LinuxLists.cc - [PATCH] io_uring: releasing CPU resources when polling

2024-03-18 09:00:51

Subject: [PATCH] io_uring: releasing CPU resources when polling

From: hexue <[email protected]>

This patch is intended to reduce the CPU usage of io_uring in polling
mode. When io_uring is configured to use polling but the
underlying device is not configured with poll queue, this patch is
trying to optimaize the CPU when io_uring is polling for completions
of IOs that will actually be completed via interrupts.

The patch is implemented as follows:
- Get the poll queue information of the underling device
in io_uring.

- If there is no poll queue, IO will be arrive as
interruption, then io_uring's polling detection will keep
spinning empty, resulting in a waste of CPU resources,
so let the process release CPU before IO completes.

- Record the running time and context switching time of each
IO, and use these time to determine whether a process continue
to schedule.
In specific implementations, applying to consecutive IOs, each
IO is judged based on the recording time of the previous IO,
and when the idle time is greater than 1us, it will schedule to
ensure that the performance is not compromised.

- Adaptive adjustment to different devices. Due to the real-time
nature of time recording, each device's IO processing speed is
different, so the CPU optimization effect will vary, but could
ensure that the performance will not be degraded.
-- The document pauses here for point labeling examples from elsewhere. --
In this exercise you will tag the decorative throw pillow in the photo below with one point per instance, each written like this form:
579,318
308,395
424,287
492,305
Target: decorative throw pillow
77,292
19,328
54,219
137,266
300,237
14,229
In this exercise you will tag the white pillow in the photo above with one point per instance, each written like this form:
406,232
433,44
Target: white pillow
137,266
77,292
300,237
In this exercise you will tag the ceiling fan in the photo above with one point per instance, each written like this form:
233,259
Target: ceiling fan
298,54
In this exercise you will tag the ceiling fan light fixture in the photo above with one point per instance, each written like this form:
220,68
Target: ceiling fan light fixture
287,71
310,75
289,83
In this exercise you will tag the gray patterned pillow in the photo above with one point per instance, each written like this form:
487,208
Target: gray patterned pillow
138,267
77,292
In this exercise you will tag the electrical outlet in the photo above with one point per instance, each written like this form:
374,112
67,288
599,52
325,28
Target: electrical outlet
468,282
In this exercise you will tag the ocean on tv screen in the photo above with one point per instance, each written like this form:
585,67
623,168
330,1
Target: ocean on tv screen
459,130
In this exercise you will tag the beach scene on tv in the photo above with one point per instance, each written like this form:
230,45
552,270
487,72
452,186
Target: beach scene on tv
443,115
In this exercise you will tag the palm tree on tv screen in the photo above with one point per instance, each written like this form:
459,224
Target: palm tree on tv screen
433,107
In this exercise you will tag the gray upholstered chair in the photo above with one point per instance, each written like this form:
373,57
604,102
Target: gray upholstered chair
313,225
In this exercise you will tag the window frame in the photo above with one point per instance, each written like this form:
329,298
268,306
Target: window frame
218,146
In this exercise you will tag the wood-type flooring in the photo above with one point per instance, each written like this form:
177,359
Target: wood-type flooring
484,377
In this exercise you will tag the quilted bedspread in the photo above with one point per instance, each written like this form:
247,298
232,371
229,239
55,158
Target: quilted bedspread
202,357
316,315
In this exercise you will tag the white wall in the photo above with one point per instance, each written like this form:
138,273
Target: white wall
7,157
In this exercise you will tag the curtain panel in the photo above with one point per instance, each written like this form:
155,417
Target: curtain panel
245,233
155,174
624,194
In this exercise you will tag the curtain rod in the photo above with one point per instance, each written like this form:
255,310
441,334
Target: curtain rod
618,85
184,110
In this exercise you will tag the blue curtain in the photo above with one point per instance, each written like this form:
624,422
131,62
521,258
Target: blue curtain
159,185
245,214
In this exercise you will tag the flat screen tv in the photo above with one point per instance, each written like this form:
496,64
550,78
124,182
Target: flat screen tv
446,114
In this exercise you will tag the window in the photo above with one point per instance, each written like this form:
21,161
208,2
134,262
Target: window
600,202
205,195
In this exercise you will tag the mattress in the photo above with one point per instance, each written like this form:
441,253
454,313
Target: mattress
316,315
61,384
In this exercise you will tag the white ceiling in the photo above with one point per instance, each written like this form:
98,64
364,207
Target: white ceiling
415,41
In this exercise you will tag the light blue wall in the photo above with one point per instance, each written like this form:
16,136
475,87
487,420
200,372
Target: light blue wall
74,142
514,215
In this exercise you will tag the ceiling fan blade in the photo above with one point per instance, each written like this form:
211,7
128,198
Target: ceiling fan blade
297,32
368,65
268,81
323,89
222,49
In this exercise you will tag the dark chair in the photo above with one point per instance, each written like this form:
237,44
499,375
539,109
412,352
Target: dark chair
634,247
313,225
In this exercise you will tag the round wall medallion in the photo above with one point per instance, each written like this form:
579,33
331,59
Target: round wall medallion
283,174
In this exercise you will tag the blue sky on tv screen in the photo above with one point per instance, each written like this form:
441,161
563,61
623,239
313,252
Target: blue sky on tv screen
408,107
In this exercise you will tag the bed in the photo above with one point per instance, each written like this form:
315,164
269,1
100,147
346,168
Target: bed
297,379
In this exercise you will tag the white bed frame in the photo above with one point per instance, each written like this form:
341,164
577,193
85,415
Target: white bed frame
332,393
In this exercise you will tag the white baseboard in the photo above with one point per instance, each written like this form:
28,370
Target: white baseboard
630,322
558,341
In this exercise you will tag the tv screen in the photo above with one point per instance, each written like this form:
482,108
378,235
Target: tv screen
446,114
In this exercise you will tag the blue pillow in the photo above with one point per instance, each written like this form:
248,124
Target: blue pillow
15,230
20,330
- Set a interface enables application to choose whether or not
to require this feature.
Add a tag of flag, when the application adds this tag, the
optimization provided by this patch will only be adopted if
the above condition is met, i.e., if io_uring is polling and
the underlying device is not configured with a poll queue,
which means that the user chooses the CPU low-loss prioritized
approach for IO. If the application does not set this tag, then
even if the conditions are met, it will remain the same as
native io_uring, with no changes or impacts.

The CPU optimization of patch is tested as follows:
In the case of reaching the peak of the disk's spec, the
performance is not significantly reduced from native kernel,
but the CPU usage of per CPU is reduced by about 50% for
sequential R&W, and by ~80% for Randomwrite.

This optimization does not affect IO performance in other cases,
e.g., when both the underlying device and io_uring allow
polling, performance is not affected by this patch.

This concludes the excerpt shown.